Last year, Netflix published its first set of findings on how long it took to hook viewers on its hit shows. What it called “hooked episodes” were ones after which at least 70% of viewers went on to watch the rest of the season. The 2015 figures showed that Netflix’s original programs took three to five episodes to get viewers to commit to a full season. Shows like Orange Is the New Black and House of Cards grabbed viewers after three episodes. Others, like Unbreakable Kimmy Schmidt, took four or more episodes to get their audiences hooked.
Netflix’s latest findings, published Sept. 21, show that newer Netflix originals took as few as two episodes to get viewers to commit.
The majority of people who watched the 1980s-inspired sci-fi series Stranger Things, which was released in July, committed to watching the first full season after just two episodes. That’s when most people were wondering where on earth Will was, what happened to Barb, and what the heck a Demogorgon was.

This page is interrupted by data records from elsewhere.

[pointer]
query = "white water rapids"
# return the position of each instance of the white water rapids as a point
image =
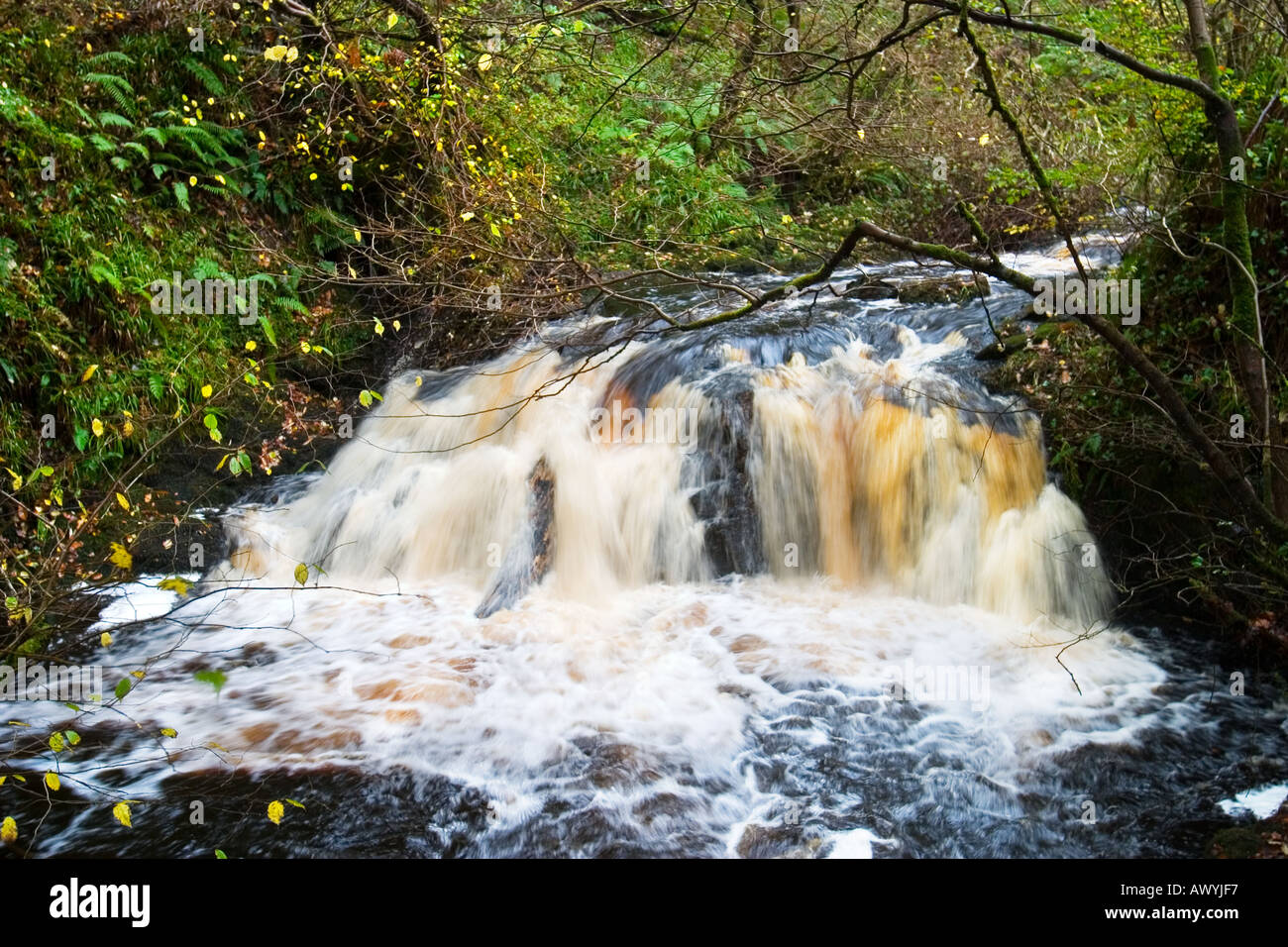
(851, 616)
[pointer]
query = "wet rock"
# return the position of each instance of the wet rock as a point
(528, 557)
(870, 289)
(948, 289)
(1235, 843)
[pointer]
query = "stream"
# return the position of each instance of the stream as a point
(794, 585)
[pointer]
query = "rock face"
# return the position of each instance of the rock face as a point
(867, 287)
(529, 553)
(944, 289)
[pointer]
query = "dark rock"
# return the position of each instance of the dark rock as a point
(529, 553)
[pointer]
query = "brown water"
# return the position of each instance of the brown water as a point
(818, 596)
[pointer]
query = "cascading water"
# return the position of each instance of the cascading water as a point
(795, 583)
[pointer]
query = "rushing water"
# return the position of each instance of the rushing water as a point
(816, 598)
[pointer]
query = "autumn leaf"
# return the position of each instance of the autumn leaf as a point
(121, 557)
(175, 585)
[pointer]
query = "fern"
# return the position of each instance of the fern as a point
(111, 55)
(117, 88)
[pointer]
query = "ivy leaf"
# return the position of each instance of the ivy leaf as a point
(214, 678)
(174, 583)
(121, 557)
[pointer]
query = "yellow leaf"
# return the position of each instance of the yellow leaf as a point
(174, 583)
(121, 557)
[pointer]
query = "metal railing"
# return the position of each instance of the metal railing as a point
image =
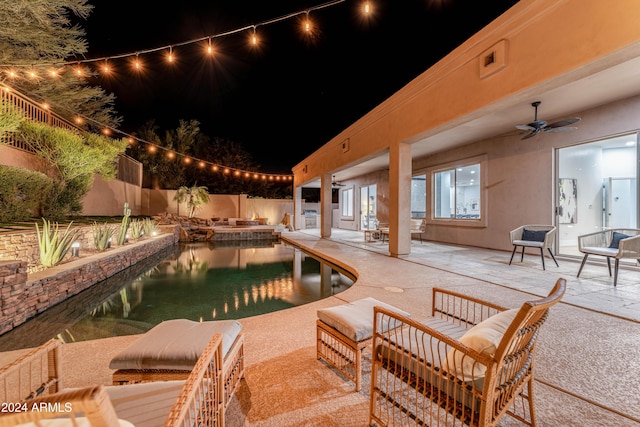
(129, 169)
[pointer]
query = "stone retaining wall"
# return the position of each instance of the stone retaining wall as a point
(23, 295)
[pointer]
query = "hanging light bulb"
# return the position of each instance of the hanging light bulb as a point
(254, 37)
(210, 49)
(306, 24)
(366, 7)
(137, 65)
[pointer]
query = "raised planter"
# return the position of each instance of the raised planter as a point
(22, 295)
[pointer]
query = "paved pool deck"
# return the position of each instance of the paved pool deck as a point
(588, 353)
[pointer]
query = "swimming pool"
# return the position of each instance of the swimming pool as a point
(197, 281)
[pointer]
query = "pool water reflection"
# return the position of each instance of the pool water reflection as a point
(197, 281)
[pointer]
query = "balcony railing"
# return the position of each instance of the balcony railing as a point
(129, 169)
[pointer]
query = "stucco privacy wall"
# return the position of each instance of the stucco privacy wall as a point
(547, 45)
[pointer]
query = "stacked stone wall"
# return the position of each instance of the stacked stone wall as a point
(23, 295)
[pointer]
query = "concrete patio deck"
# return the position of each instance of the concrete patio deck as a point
(588, 355)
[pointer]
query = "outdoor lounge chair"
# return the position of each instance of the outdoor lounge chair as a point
(615, 243)
(170, 350)
(533, 236)
(469, 364)
(33, 384)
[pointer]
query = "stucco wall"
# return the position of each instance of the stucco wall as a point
(521, 181)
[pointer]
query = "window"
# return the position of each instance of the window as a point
(456, 193)
(347, 203)
(419, 196)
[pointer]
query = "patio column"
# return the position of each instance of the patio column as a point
(297, 208)
(400, 169)
(326, 211)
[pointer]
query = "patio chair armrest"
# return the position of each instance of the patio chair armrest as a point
(32, 374)
(516, 234)
(461, 310)
(596, 239)
(629, 247)
(201, 400)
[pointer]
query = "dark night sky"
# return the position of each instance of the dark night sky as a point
(291, 96)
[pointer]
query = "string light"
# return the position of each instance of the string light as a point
(307, 24)
(254, 38)
(137, 65)
(366, 7)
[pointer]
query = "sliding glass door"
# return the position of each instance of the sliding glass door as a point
(597, 189)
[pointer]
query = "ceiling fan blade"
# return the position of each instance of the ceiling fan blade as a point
(562, 123)
(561, 129)
(531, 135)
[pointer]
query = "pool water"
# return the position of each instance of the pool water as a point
(196, 281)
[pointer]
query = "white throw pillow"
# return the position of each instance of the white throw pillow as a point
(484, 337)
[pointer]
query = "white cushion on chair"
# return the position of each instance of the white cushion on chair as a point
(485, 338)
(145, 404)
(355, 320)
(175, 344)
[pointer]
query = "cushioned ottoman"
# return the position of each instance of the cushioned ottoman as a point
(170, 350)
(342, 332)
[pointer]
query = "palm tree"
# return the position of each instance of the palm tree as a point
(195, 197)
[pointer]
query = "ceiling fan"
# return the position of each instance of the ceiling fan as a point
(335, 183)
(537, 126)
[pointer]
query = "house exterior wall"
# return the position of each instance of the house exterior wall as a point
(542, 45)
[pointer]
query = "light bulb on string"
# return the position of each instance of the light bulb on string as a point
(254, 37)
(306, 24)
(170, 56)
(78, 70)
(210, 49)
(137, 65)
(105, 67)
(366, 7)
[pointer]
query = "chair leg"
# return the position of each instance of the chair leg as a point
(553, 257)
(584, 261)
(513, 253)
(532, 411)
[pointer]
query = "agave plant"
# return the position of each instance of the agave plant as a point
(150, 227)
(102, 235)
(136, 229)
(53, 245)
(124, 226)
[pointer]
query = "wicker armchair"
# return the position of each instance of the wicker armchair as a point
(617, 243)
(533, 236)
(34, 381)
(447, 371)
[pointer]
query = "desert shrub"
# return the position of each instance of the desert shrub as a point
(23, 193)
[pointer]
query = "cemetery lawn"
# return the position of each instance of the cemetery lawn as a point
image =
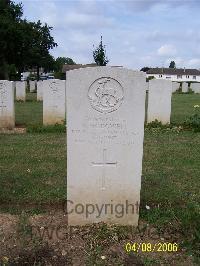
(29, 112)
(183, 106)
(33, 186)
(33, 179)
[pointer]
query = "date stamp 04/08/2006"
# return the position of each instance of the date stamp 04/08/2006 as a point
(149, 247)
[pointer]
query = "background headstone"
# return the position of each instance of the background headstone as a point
(195, 87)
(184, 87)
(32, 84)
(39, 90)
(175, 86)
(53, 101)
(159, 101)
(20, 91)
(105, 127)
(7, 113)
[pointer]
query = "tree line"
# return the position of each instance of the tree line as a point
(25, 44)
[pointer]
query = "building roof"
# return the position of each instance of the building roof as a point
(77, 66)
(174, 71)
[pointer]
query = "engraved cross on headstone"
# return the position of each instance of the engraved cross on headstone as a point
(104, 164)
(2, 106)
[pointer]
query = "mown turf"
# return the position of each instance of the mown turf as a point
(183, 106)
(32, 168)
(29, 112)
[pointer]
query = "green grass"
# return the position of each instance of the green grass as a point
(32, 168)
(29, 112)
(182, 106)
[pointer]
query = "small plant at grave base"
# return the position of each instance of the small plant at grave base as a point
(193, 121)
(58, 128)
(158, 124)
(24, 228)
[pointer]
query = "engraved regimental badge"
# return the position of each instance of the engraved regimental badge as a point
(106, 95)
(54, 86)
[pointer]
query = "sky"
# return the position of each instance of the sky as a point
(135, 33)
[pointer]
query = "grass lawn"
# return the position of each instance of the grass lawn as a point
(33, 171)
(29, 112)
(183, 106)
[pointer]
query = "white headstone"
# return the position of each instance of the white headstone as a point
(195, 87)
(159, 101)
(184, 87)
(53, 101)
(105, 128)
(147, 86)
(32, 84)
(20, 90)
(175, 86)
(7, 114)
(39, 90)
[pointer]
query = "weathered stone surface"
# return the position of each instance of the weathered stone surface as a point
(20, 91)
(175, 86)
(105, 128)
(7, 113)
(159, 101)
(32, 84)
(40, 90)
(53, 101)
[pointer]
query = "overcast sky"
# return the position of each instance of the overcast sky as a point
(136, 33)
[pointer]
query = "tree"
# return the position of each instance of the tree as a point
(24, 44)
(60, 61)
(145, 69)
(172, 64)
(99, 55)
(10, 16)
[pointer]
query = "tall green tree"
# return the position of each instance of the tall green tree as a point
(172, 64)
(24, 44)
(99, 55)
(10, 17)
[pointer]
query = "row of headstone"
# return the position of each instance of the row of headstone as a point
(185, 87)
(7, 108)
(20, 90)
(53, 94)
(105, 132)
(53, 101)
(159, 101)
(32, 85)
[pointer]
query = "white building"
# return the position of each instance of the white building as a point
(175, 74)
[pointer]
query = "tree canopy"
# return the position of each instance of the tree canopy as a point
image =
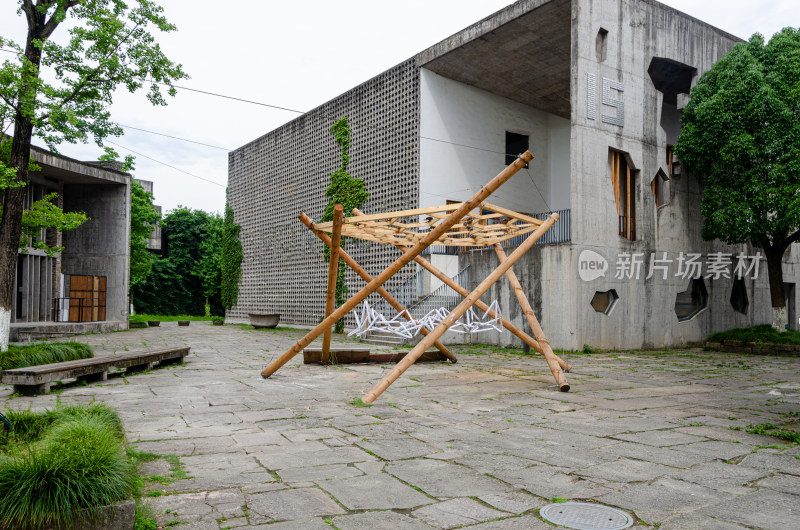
(61, 91)
(741, 136)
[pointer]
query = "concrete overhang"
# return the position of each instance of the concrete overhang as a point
(522, 52)
(70, 171)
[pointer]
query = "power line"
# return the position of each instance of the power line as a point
(173, 137)
(165, 164)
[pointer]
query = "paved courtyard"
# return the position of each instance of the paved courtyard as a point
(483, 443)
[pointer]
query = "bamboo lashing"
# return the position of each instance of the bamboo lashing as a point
(547, 351)
(358, 269)
(459, 310)
(430, 238)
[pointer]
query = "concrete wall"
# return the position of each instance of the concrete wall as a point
(100, 247)
(638, 31)
(455, 118)
(285, 172)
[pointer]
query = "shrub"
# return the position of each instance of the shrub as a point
(56, 463)
(43, 353)
(761, 334)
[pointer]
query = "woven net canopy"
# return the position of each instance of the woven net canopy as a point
(486, 225)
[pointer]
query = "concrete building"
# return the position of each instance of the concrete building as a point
(595, 89)
(85, 287)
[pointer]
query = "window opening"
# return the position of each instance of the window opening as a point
(515, 144)
(739, 300)
(604, 301)
(623, 178)
(691, 301)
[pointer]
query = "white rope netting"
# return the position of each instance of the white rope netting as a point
(369, 320)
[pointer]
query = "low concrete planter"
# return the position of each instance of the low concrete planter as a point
(117, 517)
(258, 320)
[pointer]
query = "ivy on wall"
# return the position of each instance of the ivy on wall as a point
(231, 259)
(348, 191)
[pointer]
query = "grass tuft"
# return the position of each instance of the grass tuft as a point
(43, 353)
(760, 334)
(57, 463)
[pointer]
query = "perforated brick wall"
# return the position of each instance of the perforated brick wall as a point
(285, 172)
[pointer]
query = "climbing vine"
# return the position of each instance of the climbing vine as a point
(348, 191)
(231, 259)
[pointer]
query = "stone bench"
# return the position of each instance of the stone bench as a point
(38, 379)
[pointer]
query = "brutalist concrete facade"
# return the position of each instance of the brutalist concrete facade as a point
(285, 172)
(98, 248)
(595, 81)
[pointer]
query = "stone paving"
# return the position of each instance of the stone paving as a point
(483, 443)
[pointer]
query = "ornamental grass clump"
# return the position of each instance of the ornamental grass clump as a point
(56, 464)
(43, 353)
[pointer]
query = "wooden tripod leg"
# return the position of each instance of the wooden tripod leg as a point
(333, 270)
(458, 312)
(527, 339)
(344, 256)
(533, 322)
(430, 238)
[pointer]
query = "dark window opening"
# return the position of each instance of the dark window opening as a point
(604, 301)
(659, 188)
(601, 45)
(739, 300)
(623, 178)
(691, 301)
(516, 144)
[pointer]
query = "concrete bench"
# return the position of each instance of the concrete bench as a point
(38, 379)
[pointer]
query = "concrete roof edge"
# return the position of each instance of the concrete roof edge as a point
(316, 109)
(478, 29)
(87, 169)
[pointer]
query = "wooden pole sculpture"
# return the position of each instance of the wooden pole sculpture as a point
(527, 339)
(547, 351)
(344, 256)
(459, 311)
(403, 260)
(333, 269)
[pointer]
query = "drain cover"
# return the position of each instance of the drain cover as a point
(585, 516)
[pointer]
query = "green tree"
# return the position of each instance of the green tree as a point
(741, 136)
(144, 217)
(231, 260)
(348, 191)
(62, 92)
(190, 271)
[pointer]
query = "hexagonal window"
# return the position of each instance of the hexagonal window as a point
(739, 300)
(604, 301)
(691, 301)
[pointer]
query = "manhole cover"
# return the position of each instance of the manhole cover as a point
(585, 516)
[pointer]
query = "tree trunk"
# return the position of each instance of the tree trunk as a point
(776, 291)
(13, 198)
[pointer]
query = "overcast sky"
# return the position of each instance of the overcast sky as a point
(298, 55)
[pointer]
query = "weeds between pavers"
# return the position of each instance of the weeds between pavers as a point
(759, 334)
(43, 353)
(56, 463)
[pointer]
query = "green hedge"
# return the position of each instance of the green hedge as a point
(43, 353)
(55, 463)
(760, 334)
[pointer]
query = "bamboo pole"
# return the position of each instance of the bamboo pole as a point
(333, 272)
(527, 339)
(530, 341)
(458, 312)
(403, 260)
(533, 322)
(344, 256)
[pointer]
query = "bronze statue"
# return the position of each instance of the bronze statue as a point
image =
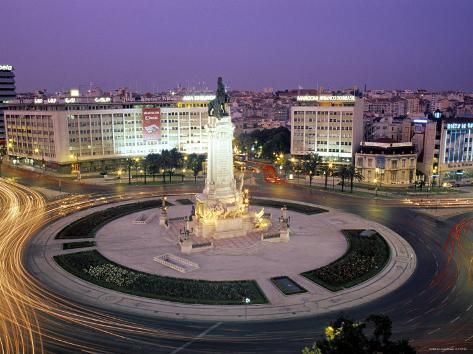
(217, 105)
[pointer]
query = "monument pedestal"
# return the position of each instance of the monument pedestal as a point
(222, 208)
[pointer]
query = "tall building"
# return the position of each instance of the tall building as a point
(330, 126)
(7, 92)
(95, 131)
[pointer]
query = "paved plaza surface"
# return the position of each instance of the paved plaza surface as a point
(316, 240)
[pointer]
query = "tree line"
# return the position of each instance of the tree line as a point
(312, 165)
(166, 164)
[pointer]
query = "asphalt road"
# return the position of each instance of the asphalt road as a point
(433, 309)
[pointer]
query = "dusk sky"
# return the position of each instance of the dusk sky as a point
(153, 45)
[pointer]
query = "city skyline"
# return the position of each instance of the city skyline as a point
(155, 47)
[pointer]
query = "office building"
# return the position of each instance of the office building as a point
(7, 92)
(386, 162)
(95, 131)
(330, 126)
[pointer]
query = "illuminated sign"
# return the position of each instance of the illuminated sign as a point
(151, 123)
(198, 98)
(103, 99)
(74, 93)
(454, 126)
(306, 98)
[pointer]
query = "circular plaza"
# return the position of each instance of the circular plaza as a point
(124, 262)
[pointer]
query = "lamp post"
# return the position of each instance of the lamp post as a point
(43, 165)
(330, 166)
(76, 157)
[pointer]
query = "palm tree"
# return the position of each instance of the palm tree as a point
(195, 162)
(343, 172)
(327, 170)
(353, 173)
(310, 165)
(154, 163)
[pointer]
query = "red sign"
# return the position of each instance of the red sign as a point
(151, 123)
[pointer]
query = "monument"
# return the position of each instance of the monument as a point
(222, 209)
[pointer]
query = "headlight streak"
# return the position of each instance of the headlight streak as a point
(26, 302)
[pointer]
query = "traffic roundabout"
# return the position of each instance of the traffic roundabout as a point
(118, 261)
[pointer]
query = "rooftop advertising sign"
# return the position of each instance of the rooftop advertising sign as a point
(455, 126)
(198, 98)
(322, 98)
(151, 124)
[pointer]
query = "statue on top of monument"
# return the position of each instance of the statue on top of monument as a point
(217, 105)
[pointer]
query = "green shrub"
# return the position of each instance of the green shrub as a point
(87, 226)
(93, 267)
(300, 208)
(366, 256)
(72, 245)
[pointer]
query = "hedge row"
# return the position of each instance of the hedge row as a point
(82, 244)
(93, 267)
(300, 208)
(366, 256)
(87, 226)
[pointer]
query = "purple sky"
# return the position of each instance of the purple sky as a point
(253, 44)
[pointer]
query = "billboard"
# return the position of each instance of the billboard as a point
(380, 162)
(151, 123)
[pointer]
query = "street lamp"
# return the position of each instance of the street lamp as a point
(76, 157)
(330, 166)
(36, 151)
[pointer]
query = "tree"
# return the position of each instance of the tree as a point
(353, 173)
(3, 152)
(346, 336)
(343, 172)
(327, 170)
(154, 163)
(310, 165)
(195, 162)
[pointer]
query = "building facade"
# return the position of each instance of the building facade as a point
(330, 126)
(386, 163)
(63, 131)
(7, 92)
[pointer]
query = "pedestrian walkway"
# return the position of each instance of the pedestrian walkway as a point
(317, 300)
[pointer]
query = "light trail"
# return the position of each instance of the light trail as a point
(23, 212)
(30, 313)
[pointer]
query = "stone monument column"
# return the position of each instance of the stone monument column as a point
(220, 182)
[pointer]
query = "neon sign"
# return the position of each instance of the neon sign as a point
(307, 98)
(103, 99)
(454, 126)
(198, 98)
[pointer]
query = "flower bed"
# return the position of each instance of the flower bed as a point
(93, 267)
(82, 244)
(185, 201)
(87, 226)
(366, 256)
(300, 208)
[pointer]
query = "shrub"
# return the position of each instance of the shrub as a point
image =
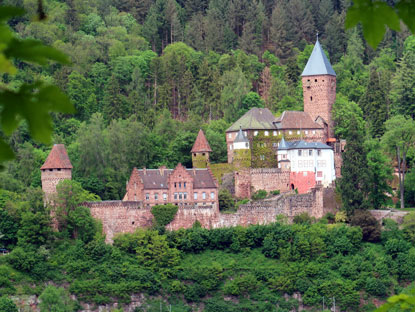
(164, 214)
(370, 226)
(260, 194)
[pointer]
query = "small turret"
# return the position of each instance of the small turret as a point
(200, 151)
(56, 168)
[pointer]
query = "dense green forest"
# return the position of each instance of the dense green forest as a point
(256, 268)
(146, 75)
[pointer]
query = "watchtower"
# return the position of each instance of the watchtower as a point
(319, 87)
(56, 168)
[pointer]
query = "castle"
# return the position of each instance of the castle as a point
(296, 151)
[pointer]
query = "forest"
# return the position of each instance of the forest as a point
(144, 77)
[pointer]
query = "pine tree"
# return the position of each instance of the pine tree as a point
(353, 183)
(374, 105)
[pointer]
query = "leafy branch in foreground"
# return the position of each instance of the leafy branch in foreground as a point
(375, 15)
(31, 102)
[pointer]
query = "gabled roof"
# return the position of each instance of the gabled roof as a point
(318, 64)
(296, 120)
(155, 179)
(201, 143)
(57, 159)
(303, 145)
(255, 119)
(240, 137)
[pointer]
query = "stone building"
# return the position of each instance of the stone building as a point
(264, 131)
(179, 186)
(56, 168)
(200, 151)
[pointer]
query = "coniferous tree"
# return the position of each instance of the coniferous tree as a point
(353, 183)
(374, 105)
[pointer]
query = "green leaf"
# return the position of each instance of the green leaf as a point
(7, 12)
(6, 152)
(406, 12)
(34, 51)
(33, 102)
(373, 16)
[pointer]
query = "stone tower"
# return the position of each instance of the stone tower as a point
(56, 168)
(200, 151)
(319, 87)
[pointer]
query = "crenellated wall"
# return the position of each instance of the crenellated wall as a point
(124, 216)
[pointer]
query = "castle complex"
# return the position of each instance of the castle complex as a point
(296, 151)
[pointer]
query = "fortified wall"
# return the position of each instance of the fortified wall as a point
(126, 217)
(248, 181)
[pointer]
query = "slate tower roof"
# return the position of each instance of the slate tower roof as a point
(57, 159)
(201, 143)
(318, 64)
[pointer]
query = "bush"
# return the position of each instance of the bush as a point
(226, 201)
(164, 214)
(370, 226)
(260, 194)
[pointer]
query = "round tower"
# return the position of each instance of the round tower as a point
(56, 168)
(319, 87)
(200, 151)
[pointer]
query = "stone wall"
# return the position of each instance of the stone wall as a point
(269, 179)
(124, 216)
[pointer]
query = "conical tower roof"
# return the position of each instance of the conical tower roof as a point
(201, 144)
(318, 64)
(58, 158)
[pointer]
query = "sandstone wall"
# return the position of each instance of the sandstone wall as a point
(125, 216)
(269, 179)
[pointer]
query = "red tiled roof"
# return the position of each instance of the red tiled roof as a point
(296, 120)
(201, 144)
(57, 159)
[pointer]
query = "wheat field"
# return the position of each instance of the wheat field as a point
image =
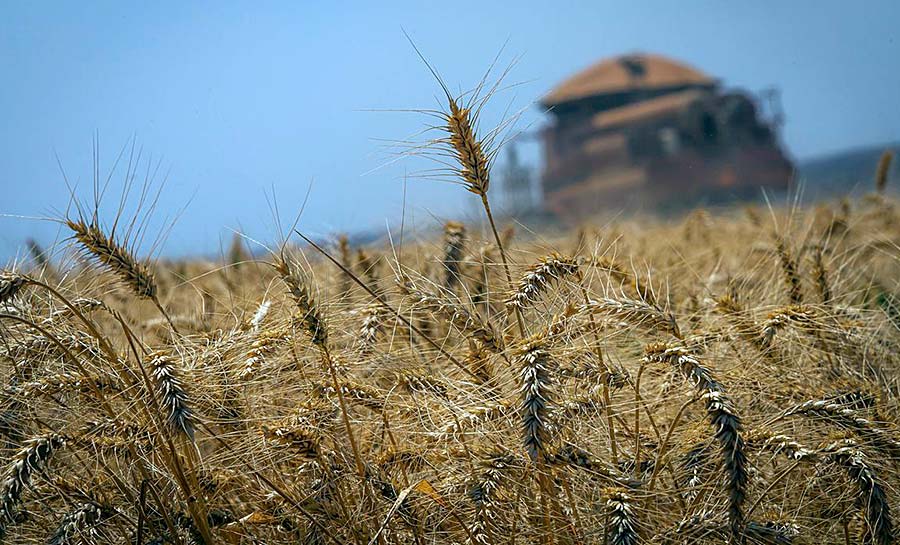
(727, 377)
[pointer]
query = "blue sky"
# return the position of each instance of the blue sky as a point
(237, 100)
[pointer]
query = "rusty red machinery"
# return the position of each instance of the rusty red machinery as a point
(645, 131)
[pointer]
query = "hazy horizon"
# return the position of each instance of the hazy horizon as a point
(236, 103)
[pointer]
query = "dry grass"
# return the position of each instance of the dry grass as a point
(725, 378)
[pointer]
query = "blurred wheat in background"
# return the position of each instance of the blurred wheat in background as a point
(727, 377)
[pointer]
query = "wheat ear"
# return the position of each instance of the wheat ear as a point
(724, 420)
(871, 497)
(622, 526)
(539, 278)
(172, 396)
(29, 460)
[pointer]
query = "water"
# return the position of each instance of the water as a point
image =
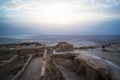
(77, 40)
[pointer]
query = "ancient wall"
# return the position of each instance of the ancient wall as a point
(7, 67)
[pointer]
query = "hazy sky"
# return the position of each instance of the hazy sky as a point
(60, 17)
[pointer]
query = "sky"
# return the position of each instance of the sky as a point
(66, 17)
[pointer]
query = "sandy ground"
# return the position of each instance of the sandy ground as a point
(33, 70)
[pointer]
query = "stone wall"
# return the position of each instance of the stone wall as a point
(7, 67)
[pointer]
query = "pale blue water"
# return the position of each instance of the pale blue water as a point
(77, 40)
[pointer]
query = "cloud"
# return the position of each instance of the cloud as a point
(61, 10)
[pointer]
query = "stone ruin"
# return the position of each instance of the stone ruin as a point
(68, 66)
(63, 46)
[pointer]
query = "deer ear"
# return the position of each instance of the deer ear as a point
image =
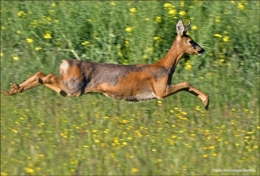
(186, 28)
(180, 29)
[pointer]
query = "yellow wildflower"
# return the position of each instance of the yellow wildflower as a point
(85, 43)
(133, 10)
(38, 48)
(194, 27)
(158, 19)
(134, 170)
(156, 38)
(182, 4)
(168, 5)
(28, 40)
(188, 65)
(172, 12)
(240, 6)
(182, 13)
(217, 35)
(21, 13)
(15, 58)
(226, 39)
(112, 3)
(47, 35)
(29, 170)
(128, 29)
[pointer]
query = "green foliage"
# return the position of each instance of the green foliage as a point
(44, 133)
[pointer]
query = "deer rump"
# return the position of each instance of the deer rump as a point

It was a similar story for the hip-hop drama The Get Down, which premiered on Netflix in August and took two episode to hook viewers. Meanwhile, shows like Narcos and Marseille, which have been successful with the US company’s international audiences, took three episodes to get the bulk people to watch the rest of the season. And Netflix’s hit documentary series Making a Murder took four hour-long episodes to really grab hold of viewers.
So far, Netflix hasn’t cracked the code on how to hook viewers with a single episode. But there’s no doubt that chief content officer Ted Sarandos is working on it.